Today’s entire intellectual and professional class, in short, is either 1:) shamelessly out to enrich itself, feeling no obligations to the wider society, or 2:) is oddly convinced that its social obligations are limited to challenging, tearing down, and subverting the elite. Very few people seem to be cognizant of the fact that they, having graduated from elite schools, belong to the damn elite.

What I’m saying is that academics’ self-image as noble rebels – a self-image that, paradoxically, becomes more prominent the higher you advance up the ladder, from backwater state schools to the Ivy League – is actually enabling the increasing self-focus and self-absorption of the American ruling classes. An elite that’s socialized to genuinely believe that it’s actually part of a glorious rebellion against some anonymous, powerful bogeyman patriarchy is one that does not have to assume any of the unsexy, boring responsibilities of power – like making sure the roads get fixed, bridges are maintained, and transit systems are kept up.

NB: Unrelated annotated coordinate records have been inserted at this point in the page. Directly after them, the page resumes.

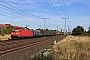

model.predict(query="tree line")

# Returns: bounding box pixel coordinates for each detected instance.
[0,26,90,36]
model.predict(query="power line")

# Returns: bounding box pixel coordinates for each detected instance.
[63,0,69,18]
[58,0,65,15]
[0,1,42,22]
[8,0,41,19]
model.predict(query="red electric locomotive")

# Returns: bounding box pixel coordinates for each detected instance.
[11,29,34,39]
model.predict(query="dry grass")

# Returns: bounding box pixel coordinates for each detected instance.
[52,36,90,60]
[0,35,11,41]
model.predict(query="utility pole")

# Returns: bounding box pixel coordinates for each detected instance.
[55,25,59,31]
[41,18,49,36]
[62,18,69,33]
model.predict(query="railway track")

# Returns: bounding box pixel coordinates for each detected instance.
[0,36,67,57]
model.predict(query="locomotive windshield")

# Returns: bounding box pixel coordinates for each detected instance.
[12,30,18,32]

I’m not saying we shouldn’t challenge authority or fix social injustice. If you tell me that this is what I’m saying, I will get cross with you. Fixing injustice is important. I am thrilled to see the Confederate flag finally coming under serious public criticism. I’m thrilled we live in a world where gay people are increasingly able to find acceptance among family and peers. But the academic left’s rush to throw all of its moral energies into upending established hierarchies has left it unable to grasp any of the positive dimensions of power and authority. In top-tier universities where students are future elites, this is insane.

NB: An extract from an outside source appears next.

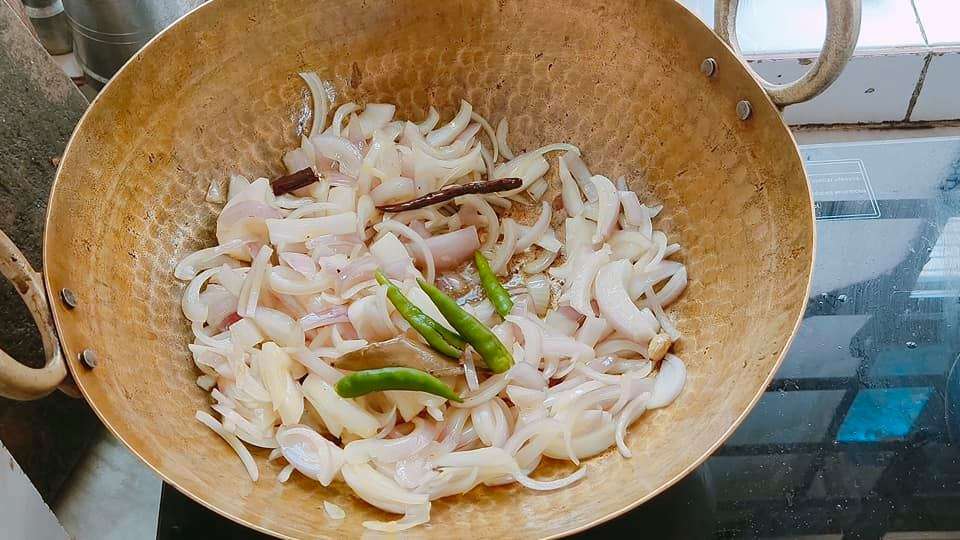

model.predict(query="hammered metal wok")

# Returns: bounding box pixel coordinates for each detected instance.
[0,0,860,539]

Generally, I think that conservatives are more interested in the positive, stabilizing dimensions of power, and are much more blind to its many dangers. But as the academic world has tilted further and further the other way, disconnect has grown. Many conservatives now see academics as reflexive subversives who indoctrinate students into antiauthoritarian ways of thinking that wind up, at the larger scale, weakening society. A great way to help correct this perception might be to start honestly teaching students at top schools that they will be elites, and this means they will bear responsibilities.

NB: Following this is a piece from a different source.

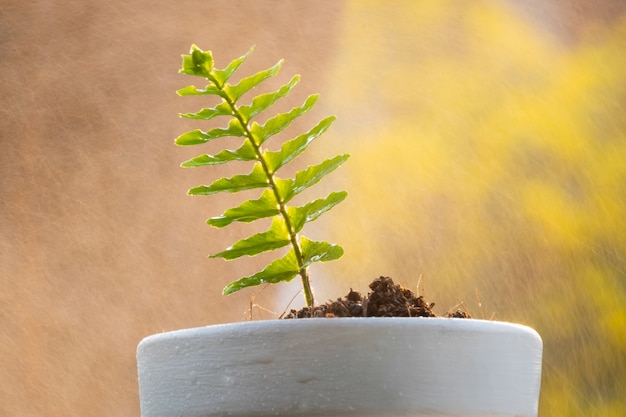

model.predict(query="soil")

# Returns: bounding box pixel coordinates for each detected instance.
[283,276,471,319]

This doesn’t mean they should give up on social justice. As grown-up elites, they can and should keep critiquing injustice; in fact, people with social power are in a better place to act to rectify inequities. It just means that we should be teaching students who come through top-tier colleges and universities that the world isn’t just their oyster – it’s also a charge that needs their caretaking. If conservatives, whose moral instincts are basically centered on making sure everyone contributes to the tribal good and that no one is a freeloader, started seeing universities as places that produce well-informed future leaders who give back to society, they might stop self-destructively bashing on higher education. It’s probably too late for Wisconsin. And my critiques of higher education’s antiauthoritarian streak don’t excuse conservative attacks on public higher ed. But we need to be honest about what elite education is for – regardless of what happens in Madison.

____

* Nothing against hunter-gatherers; there’s good evidence that such lifestyles are less stressful than our own. But we’re not hunter-gatherers. How long could you survive in the woods with just a hatchet and a loincloth? I’d give myself five days – if I brought Gatorade. It’s a bittersweet truth that, after you enter civilization, there’s really no going back.

** Really. I have had so many conversations like this with Ivy league PhD students. So far, I have been able to keep from interrupting to shout, “What do you mean, you’re a subversive? You’re getting a doctorate at frickin’ YALE! You’re not sticking it to the man! You ARE the man! Own it!” But I might not be able to hold out much longer.